Further, since the compressor 10 is driven so that the dehumidifying performance corresponding to the amount of laundry is obtained, the dehumidifying load is small, so that the liquid refrigerant is left in the evaporator 9, and the remaining liquid refrigerant is wasted to the outside air. There is nothing. Therefore, it is not necessary to provide a liquid reservoir for storing excess liquid refrigerant in the front portion of the compressor 10 in the heat pump, and the compressor 10 can be downsized accordingly.

By the way, if the rotation speed (frequency) of the compressor is doubled without changing the cylinder capacity, the compression capacity of the compressor is doubled. In other words, if the rotation speed of the compressor is doubled, the compression capacity of the compressor 10 does not change even if the cylinder capacity is halved.
In the washing and drying machine, it is necessary to set the capacity of the compressor based on the maximum amount of laundry that can be accommodated in the rotating tub. Therefore, if the rotation speed of the compressor is constant, it is necessary to use a compressor having a cylinder with a capacity corresponding to the maximum amount of laundry. On the other hand, in this embodiment, since the rotation speed of the compressor 10 can be changed, even if the cylinder capacity is reduced, the compression capacity corresponding to the maximum amount of laundry can be obtained by increasing the rotation speed. . For this reason, size reduction of the compressor 10 can be achieved.

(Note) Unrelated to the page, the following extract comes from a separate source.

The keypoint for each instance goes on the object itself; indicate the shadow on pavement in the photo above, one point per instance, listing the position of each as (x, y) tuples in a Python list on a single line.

Incidentally, the ratio of the volume of the cylinder part (compression mechanism part) to the whole compressor is about 20%. Therefore, if the speed of the compressor is changed twice, the volume of the entire compressor can be reduced by about 10%. For example, in the case of a compressor having a height dimension of 240 mm and a weight of 10 kg, it can be reduced by about 24 mm and lighter by 1 kg.
When viewed from the whole washing machine having a height of about 850 to 1000 mm, reducing the height of the compressor by about 24 mm is only about 3% reduction in size. However, if the height of the washing machine increases as much as possible, it may become difficult or impossible to connect the water faucet installed at the place where the washing machine is installed to the water supply outlet of the washing machine. Even if the size is reduced to about 3%, the effect is sufficient.

(Second embodiment)
5 to 7 show a second embodiment of the present invention, and different points from the first embodiment will be described. In the second embodiment, the configuration of the heat pump is different from that of the first embodiment. That is, as shown in FIG. 5, a refrigerant circulation pipe 22 having another capillary tube 21 is connected to both ends of the capillary tube 17 in the refrigerant circulation pipe 18. The capillary tube 21 has a larger inner diameter than the capillary tube 17 by about 0.05 mm, and is configured to reduce the pressure drop amount of the refrigerant that has passed through. An electromagnetic three-way valve 23 is provided at a branch portion of the refrigerant flow pipes 18 and 22. The three-way valve 23 causes the refrigerant that has passed through the condenser 11 to flow into the evaporator 9 through the capillary tube 17 and flows into the evaporator 9 through the capillary tube 21 (indicated by an arrow R1 in FIG. 5). The route is switched to one of the second routes (indicated by an arrow R2 in FIG. 5). The switching timing of the three-way valve 23 is set in advance. In this embodiment, the capillary tubes 17 and 21 and the electromagnetic three-way valve 23 constitute pressure reducing means.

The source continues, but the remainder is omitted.